# Solved: Lenovo laptop problem... RAM?



## Aggy (Feb 19, 2005)

I bought a Lenovo R61e for my daughter. It came with Windows XP and 512 RAM. I purchased a stick of 2G Corsair and replaced the 512 with that over a week ago. The computer has been running very well before and after, but a lot faster after.

Today all of a sudden it started acting all squirrelly. WIndows seemed to go back to the login screen for no reason, then when my daughter logged back in it worked normally, but then FireFox crashed, then Windows crashed, giving her various error messages and alternating blue, black and normal looking screens.

We shut it down, then restarted it and Windows would not boot at all. I instructed her to boot in safe mode, she did, but the pointer refused to work and she could do nothing.

At this point I read the instruction manual and discovered how to get into the pre-loaded "PC Doctor" application, ran this, and ran a system check. Results were all hardware passed except memory, here are the memory results:

Memory Advanced Pattern Test: Fail
Memory Bit Low Test: Fail
Memory Bit High Test: Pass
Memory Nibble Move Test: Fail
Memory Checkerboard Test: Fail
Memory Walking One Left Test: Fail
Memory Walking One RIght Test: Fail
Memory Auxiliary Pattern Test: Fail
Memory Address Test: Fail
Memory Module 20 Test: Pass
Memory Moving Inversion Test: Pass

The only error message she remembered was services.exe - application error: The application failed to initialize properly (0xc0000005)

My question for you is, do you think the new stick of Corsair went bad? Or could something else be causing the crash and the test result?


----------



## etaf (Oct 2, 2003)

could be the memory gone - bathtub curve things fail early in life or late
Do you still have the old 512M you could swap out and see if works ?


----------



## Aggy (Feb 19, 2005)

We do have the old RAM, we will switch it out and see. By the way, what does "bathtub curve" mean?


----------



## etaf (Oct 2, 2003)

bathtub is the shape of the graph you get if you plot failure by time
http://en.wikipedia.org/wiki/Bathtub_curve


----------



## Aggy (Feb 19, 2005)

Wow, thank you! Learn something new every day.

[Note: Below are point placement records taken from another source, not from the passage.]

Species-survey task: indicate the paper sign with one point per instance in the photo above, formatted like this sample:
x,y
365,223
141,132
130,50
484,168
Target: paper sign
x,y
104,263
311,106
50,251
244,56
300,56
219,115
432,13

BTW my daughter told me that even though the new stick has been in over a week, she didn't actually use it much at all until the past two days. So that's even stronger evidence we're on the first end of the "bathtub curve". Thanks, she'll put the old one back in later today and I'll report results. If it does happen that the new RAM is bad, do you think I should buy it from Lenovo instead of getting a new Corsair? Their prices are higher but I'm worried there may be a compatibility problem if we don't use their brand.


----------



## etaf (Oct 2, 2003)

You get a good waranty with corsair and i think they guarantee compatability - so you should be able to have it swapped


----------



## Aggy (Feb 19, 2005)

etaf said:


> You get a good waranty with corsair and i think they guarantee compatability - so you should be able to have it swapped


Worth a shot, thanks!!


----------



## DoubleHelix (Dec 10, 2004)

Aggy said:


> BTW my daughter told me that even though the new stick has been in over a week, she didn't actually use it much at all until the past two days.


If it was physically in the computer, it was being used.


----------



## Aggy (Feb 19, 2005)

She put the original RAM back in and it works fine again. I will order some more from the manufacturer. Thanks for all your help.


----------



## etaf (Oct 2, 2003)

let us know how you get on


----------